Dengan menggunakan teknik pengemasan vakum maupun modified atmosphere packaging (komposisi
udara : 20/70/10% CO2/O2/N2) dapat menyebabkan penurunan oksidasi myoglobin menjadi
metmioglobin. Sehingga kualitas warna daging akan lebih baik dengan mengunakan teknik pengemasan
tersebut (Kirkin, Mitrevski,Gunes, & Marriott, 2014; Park, Lee, & Hwang, 2007; Vieira & Martínez, 2016)
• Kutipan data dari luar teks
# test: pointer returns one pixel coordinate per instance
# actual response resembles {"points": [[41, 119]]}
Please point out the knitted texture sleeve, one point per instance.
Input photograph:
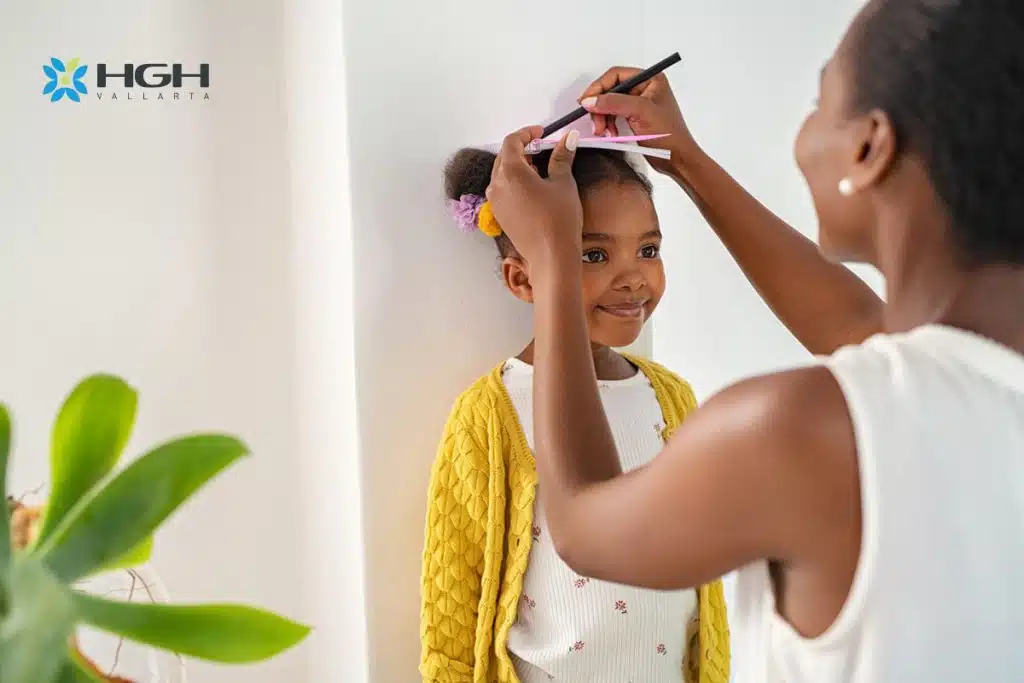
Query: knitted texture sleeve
{"points": [[454, 550], [709, 641]]}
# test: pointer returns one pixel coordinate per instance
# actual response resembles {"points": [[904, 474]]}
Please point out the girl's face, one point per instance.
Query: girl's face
{"points": [[623, 273]]}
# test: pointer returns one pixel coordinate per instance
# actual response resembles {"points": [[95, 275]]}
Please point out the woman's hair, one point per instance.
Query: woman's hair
{"points": [[468, 172], [949, 74]]}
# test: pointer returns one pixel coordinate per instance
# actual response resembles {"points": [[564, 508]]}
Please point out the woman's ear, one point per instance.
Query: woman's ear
{"points": [[515, 274], [876, 151]]}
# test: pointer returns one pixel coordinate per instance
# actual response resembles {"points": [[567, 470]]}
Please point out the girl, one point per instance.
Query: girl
{"points": [[498, 602]]}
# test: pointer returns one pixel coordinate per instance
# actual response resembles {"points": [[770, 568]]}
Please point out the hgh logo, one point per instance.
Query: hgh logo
{"points": [[65, 80]]}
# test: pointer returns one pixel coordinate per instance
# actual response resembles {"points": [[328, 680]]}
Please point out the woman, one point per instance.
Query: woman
{"points": [[871, 502]]}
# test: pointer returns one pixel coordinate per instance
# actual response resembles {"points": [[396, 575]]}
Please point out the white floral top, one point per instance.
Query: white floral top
{"points": [[570, 628]]}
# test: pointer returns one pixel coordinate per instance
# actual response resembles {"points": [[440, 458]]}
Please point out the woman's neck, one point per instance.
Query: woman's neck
{"points": [[925, 284], [608, 365]]}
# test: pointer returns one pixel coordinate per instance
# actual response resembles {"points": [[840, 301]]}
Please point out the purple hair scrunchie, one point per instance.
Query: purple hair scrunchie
{"points": [[465, 211]]}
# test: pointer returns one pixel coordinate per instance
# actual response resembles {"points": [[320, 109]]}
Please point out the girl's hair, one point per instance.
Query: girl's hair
{"points": [[468, 172]]}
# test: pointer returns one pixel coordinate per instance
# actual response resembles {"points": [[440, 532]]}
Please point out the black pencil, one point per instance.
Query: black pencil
{"points": [[625, 86]]}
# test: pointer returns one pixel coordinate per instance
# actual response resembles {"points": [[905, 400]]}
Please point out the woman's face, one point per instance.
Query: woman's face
{"points": [[829, 146]]}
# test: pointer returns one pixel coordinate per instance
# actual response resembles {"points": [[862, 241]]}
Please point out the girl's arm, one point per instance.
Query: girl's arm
{"points": [[453, 556], [823, 304]]}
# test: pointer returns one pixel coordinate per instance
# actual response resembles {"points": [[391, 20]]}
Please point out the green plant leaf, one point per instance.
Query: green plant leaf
{"points": [[34, 633], [227, 634], [5, 541], [77, 671], [89, 434], [110, 522], [138, 555]]}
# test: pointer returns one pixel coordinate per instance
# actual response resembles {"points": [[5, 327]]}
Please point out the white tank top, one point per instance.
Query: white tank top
{"points": [[938, 594]]}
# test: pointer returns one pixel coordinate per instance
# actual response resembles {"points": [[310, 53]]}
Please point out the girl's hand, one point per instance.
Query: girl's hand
{"points": [[543, 217], [650, 109]]}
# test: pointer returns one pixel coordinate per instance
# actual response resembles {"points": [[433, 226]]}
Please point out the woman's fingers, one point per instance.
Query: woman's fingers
{"points": [[513, 154]]}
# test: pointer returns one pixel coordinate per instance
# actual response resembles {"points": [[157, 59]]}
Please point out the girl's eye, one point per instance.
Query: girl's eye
{"points": [[650, 251]]}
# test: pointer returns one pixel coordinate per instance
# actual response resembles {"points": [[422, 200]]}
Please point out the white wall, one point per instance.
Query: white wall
{"points": [[151, 240], [749, 78], [253, 231]]}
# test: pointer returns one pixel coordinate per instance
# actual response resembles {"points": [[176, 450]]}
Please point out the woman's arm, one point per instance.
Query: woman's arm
{"points": [[823, 304]]}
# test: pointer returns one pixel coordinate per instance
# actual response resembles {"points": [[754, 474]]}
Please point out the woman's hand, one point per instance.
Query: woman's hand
{"points": [[543, 217], [650, 109]]}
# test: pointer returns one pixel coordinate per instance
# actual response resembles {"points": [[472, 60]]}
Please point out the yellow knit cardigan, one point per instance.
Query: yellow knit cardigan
{"points": [[479, 516]]}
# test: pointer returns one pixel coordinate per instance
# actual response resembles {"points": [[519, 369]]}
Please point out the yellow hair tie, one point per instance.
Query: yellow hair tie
{"points": [[486, 221]]}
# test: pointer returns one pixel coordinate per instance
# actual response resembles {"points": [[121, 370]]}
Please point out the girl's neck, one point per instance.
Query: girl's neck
{"points": [[608, 365]]}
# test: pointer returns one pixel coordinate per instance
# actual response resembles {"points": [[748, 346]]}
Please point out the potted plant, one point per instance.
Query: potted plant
{"points": [[95, 520]]}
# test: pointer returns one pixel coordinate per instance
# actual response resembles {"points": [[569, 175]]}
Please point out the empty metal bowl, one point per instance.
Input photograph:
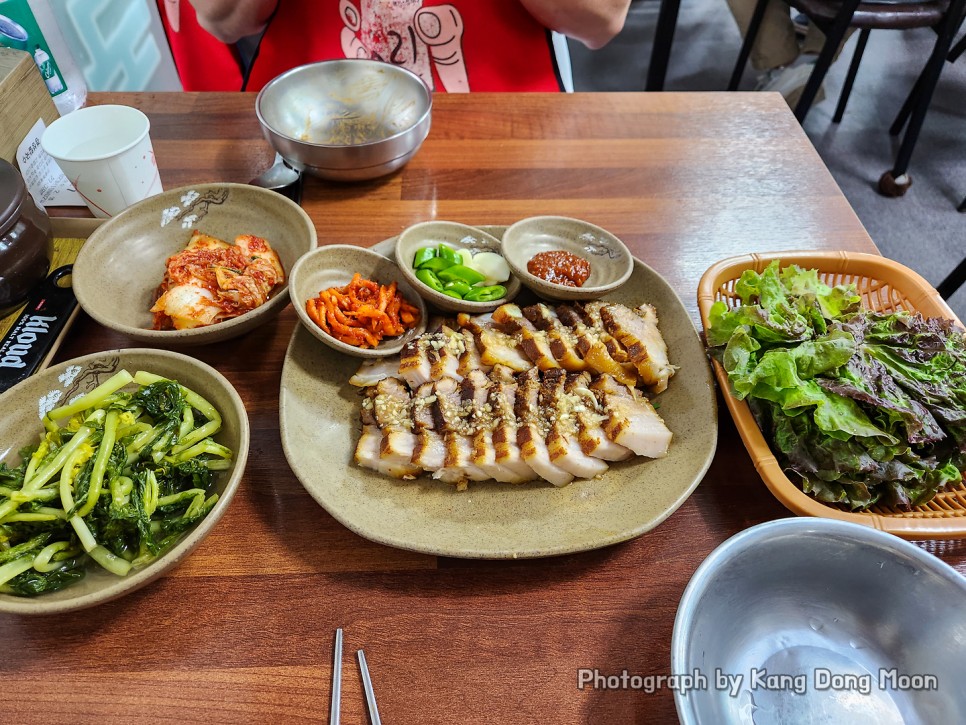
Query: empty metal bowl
{"points": [[820, 621], [346, 120]]}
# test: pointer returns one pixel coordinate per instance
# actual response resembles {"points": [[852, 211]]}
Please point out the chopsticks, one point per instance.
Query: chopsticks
{"points": [[370, 695], [336, 678], [334, 710]]}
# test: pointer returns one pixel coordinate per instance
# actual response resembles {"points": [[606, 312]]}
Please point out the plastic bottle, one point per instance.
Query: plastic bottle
{"points": [[35, 20]]}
Gambar 6. Teknik pengemasan dengan metode vakum dan modified atmosphere packaging untuk
optimasi kualitas daging

Referensi :
Biswas, A. K., Tandon, S., & Sharma, D. (2016). LWT – Food Science and Technology Identi fi cation of
different domains of calpain from blood and goat skeletal muscle and their in fl uence on quality during
post-mortem ageing of meat during holding at 4 ± 1 C, LWT, 71, 60–68. doi:10.1016/j.lwt.2016.03.005

Huff-lonergan, E., & Lonergan, S. M. (2005). Mechanisms of water-holding capacity of meat : The role of
postmortem biochemical and structural changes, Meat Science, 71, 194–204.
doi:10.1016/j.meatsci.2005.04.022

Kirkin, C., Mitrevski, B., Gunes, G., & Marriott, P. J. (2014). Combined effects of gamma-irradiation and
modified atmosphere packaging on quality of some spices. Food Chemistry, 154, 255–261.
doi:10.1016/j.foodchem.2014.01.002

Lonergan, E. H., Zhang, W., & Lonergan, S. M. (2010). Biochemistry of postmortem muscle — Lessons on
mechanisms of meat tenderization. Meat Science, 86(1), 184–195. doi:10.1016/j.meatsci.2010.05.004

Park, B. Y., Lee, J. M., & Hwang, I. H. (2007). Effect of Postmortem Metabolic Rate on Meat Color, Meat
Science 20(4), 598–604.

Sentandreu, M. Á., & Sentandreu, E. (2014). Authenticity of meat products: Tools against fraud. Food
Research International, 60, 19–29. doi:10.1016/j.foodres.2014.03.030

USDA.2013. Nutrition of Meat. USDA, USA.

Vieira, C., & Martínez, B. (2016). Effect of post mortem temperatures and modi fi ed atmospheres
packaging on shelf life of suckling lamb meat, LWT – Food Science and Technology, 69.